Seguindo numa tradição histórica, o grande volume de produção de conhecimento, no Brasil, segue nas mãos das universidades públicas. Em 2016, segundo a Capes, 86,8% das bolsas concedidas foram para projetos ligados a estas instituições -- frente a 13,2% para as particulares. Além disso, mais de 40% dos trabalhos de pesquisa do País têm um autor afiliado a uma instituição em São Paulo, segundo dados do relatório Research in Brazil, da Clarivate Analytics. A realidade da maior parte das pesquisas estar ligada às universidades públicas é refletida em Sorocaba: dos 14 programas, dez são da Unesp e UFSCar. "As instituições privadas investem em ensino e isso não é demérito, é uma característica. Já as públicas investem muito em pesquisa. E fazer pesquisa custa muito caro. Quando o Banco Mundial recomenda privatizar as universidades, não leva em consideração que é nelas que se produz pesquisa no Brasil", pondera Marcos Martins. Arnaldo Roveda concorda. Segundo ele, até as universidades americanas, muitas vezes usadas como parâmetro para a defesa do pagamento pelo estudo em universidades públicas, têm seu funcionamento e pesquisas financiados, em grande volume, pelo governo americano.

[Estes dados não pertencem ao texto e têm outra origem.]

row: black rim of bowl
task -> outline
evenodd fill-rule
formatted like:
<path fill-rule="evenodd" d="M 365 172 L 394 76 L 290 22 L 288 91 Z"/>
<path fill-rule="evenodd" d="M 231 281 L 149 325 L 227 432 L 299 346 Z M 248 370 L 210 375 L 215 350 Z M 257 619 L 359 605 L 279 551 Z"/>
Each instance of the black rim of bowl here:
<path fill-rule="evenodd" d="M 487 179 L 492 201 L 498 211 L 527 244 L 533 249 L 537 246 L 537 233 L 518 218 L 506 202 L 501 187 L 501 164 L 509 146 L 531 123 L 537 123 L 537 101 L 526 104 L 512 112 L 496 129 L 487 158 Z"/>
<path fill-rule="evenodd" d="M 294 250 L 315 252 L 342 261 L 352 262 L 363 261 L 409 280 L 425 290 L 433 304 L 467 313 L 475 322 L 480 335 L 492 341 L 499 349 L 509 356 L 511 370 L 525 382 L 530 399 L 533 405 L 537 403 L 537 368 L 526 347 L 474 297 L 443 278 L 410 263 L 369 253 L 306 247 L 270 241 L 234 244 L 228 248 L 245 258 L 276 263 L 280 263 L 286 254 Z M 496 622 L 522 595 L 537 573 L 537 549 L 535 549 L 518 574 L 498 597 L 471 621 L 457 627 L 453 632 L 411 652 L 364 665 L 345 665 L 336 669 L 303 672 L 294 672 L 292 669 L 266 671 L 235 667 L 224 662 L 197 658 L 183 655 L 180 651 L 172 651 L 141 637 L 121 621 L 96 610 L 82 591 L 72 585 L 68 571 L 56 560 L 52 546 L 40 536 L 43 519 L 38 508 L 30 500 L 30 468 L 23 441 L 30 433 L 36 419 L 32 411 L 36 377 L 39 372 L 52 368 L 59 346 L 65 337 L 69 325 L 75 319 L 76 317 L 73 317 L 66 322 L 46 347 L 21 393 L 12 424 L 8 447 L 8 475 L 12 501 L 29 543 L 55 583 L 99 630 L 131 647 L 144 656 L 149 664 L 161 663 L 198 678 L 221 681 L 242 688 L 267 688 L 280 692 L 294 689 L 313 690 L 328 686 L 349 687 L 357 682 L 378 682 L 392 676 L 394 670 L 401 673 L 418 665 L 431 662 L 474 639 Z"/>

Cristiane Bergamaschi, da Uniso - DIVULGAÇÃO Cristiane Bergamaschi, da Uniso - DIVULGAÇÃO


Além das públicas, Sorocaba possui uma universidade comunitária -- a Uniso -- que têm em funcionamento quatro programas de pesquisa científica. E, como instituição não-pública, os obstáculos também existem. "Nossa maior dificuldade é com relação ao número e modalidades de bolsas de estudo disponibilizadas por órgãos vinculados ao Ministério da Educação, que coordenam a pós-graduação no país, que é inferior às recebidas pelas universidades públicas", expõe Cristiane Bergamaschi Motta, coordenadora do programa de Ciências Farmacêuticas da Uniso, existente há dez anos.

Investimento privado

De acordo o relatório Research in Brazil, entre 2011 e 2016, a Petrobras foi a única empresa nacional a financiar pesquisas no País, nas áreas de petróleo de gás. As demais, todas multinacionais, investiram na área farmacêutica. Isso se reflete, de acordo com Cristiane Motta, num aumento da captação de recursos e a produção científica na Uniso. "Os projetos de pesquisa do curso de Pós-Graduação em Ciências Farmacêuticas da Uniso estão sendo desenvolvidos em sua maioria com financiamento de agências de fomento. Por outro lado, observou-se uma diminuição do número de editais para solicitação de auxílio financeiro à pesquisa, particularmente nos últimos dois anos", explica a docente. "No momento, observamos maior dificuldade dos candidatos em fazer a pós-graduação com financiamento próprio", completa.